This is a very personal post, but one I want to put out there in the world for everyone to read. So, if you want to know my story. Go ahead.
I've heard a lot about this book "The Fault In Our Stars" by John Green and since I was looking for a good new book I bought it two days ago.
I try not to spoil anything, most of you will know it anyway, it's about two cancer kids who fall in love. It's such an incredible book, I basically cried the last 100 pages.
I just finished it and it reminded me of so much I had forgotten. I've been struggling with my life now for quite a while, but today I realized how lucky I am and how immensly grateful I am for my life. And I wanna talk about it, tell my story.
I have three chronical illnesses. Epilepsy, depression and a thyroid disfunction. They are a part of me and I'm not ashamed of them, so I don't care who knows that I have these illnesses.
Besides that I spend two years after my 18th birthday mostly in hospital, in a wheelchair and on crutches, cause parts of my bones on my ankles broke and ruined the cartilage. I had two cartilage transplants, one on each ankle and had to learn thrice to walk again.
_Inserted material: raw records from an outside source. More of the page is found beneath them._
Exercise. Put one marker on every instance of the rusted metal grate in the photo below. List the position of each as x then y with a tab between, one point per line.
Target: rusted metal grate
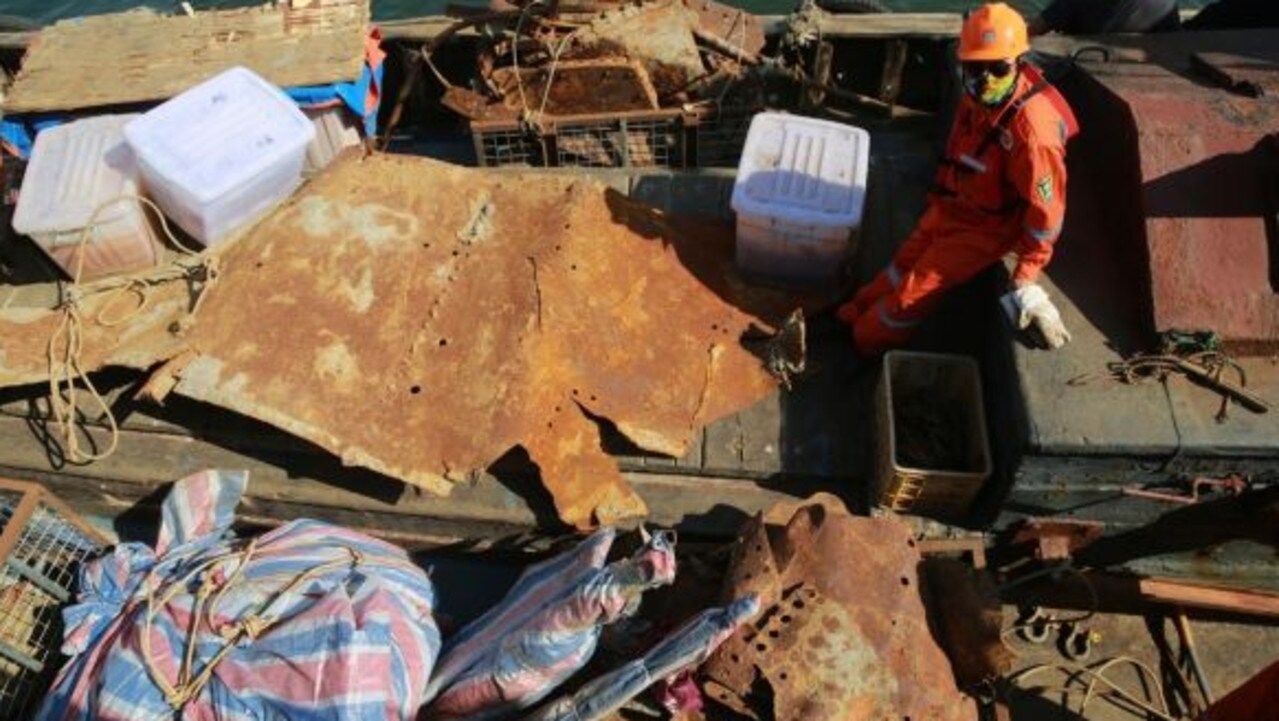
626	143
42	545
658	138
721	136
All in all I had four operations, because of that.
I have to take a lot of medicine each day to stay "healthy", although I know I will never be healthy. I will always be sick, but my illnesses are not terminal. I can live a fairly normal life.
This book reminded me of how lucky I am to be able to live my life. To only have to take some pills to keep my brain from disfunctioning and giving me a seizure that could be lethal (worst case scenario) and that stabilize that serotonin disfunction that might crush me and push me into a darkness I can't come back from.
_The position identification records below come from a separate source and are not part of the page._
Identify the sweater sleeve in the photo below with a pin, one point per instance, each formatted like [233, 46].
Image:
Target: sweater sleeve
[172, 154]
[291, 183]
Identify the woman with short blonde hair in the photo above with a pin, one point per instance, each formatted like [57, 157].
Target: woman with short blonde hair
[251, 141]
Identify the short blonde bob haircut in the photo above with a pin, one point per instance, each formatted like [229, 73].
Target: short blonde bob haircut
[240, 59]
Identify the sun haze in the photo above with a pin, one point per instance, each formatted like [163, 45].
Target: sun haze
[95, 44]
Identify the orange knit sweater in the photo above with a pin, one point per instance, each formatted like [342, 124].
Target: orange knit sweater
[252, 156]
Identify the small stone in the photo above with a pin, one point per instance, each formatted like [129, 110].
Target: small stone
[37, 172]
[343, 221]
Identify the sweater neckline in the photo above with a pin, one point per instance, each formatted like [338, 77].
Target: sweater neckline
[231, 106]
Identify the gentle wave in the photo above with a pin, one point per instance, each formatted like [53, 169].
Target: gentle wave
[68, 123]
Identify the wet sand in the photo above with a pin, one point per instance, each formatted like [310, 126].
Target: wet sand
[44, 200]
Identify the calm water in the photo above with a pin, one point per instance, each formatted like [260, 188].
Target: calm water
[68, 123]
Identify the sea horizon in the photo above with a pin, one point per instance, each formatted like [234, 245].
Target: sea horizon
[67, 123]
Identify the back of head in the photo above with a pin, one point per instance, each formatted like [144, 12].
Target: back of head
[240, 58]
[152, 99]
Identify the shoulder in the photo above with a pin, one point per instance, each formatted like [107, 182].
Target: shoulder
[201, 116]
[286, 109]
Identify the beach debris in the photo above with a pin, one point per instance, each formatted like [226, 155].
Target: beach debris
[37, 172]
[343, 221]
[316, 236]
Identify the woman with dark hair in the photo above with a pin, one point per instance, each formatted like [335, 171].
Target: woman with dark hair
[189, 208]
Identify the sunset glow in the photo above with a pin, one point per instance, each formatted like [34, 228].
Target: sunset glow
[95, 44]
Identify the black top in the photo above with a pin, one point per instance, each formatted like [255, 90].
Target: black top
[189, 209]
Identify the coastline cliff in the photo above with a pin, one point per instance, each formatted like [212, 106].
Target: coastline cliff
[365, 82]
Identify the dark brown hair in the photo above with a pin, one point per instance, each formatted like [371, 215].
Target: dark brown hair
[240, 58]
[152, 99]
I am so grateful for this medication that allows me to be as close to health as possible. For having a husband that loves me, even though it can be tough and for a loving family. I am grateful for that house we live in and our pets that give us joy.
I just want the world to know that. That I truly am able to see again how lucky I am and that I appreciate my life and don't want it to stop. Thanks to that fictional book about a story that sure happened in reality as well, I feel better than I have in a long time.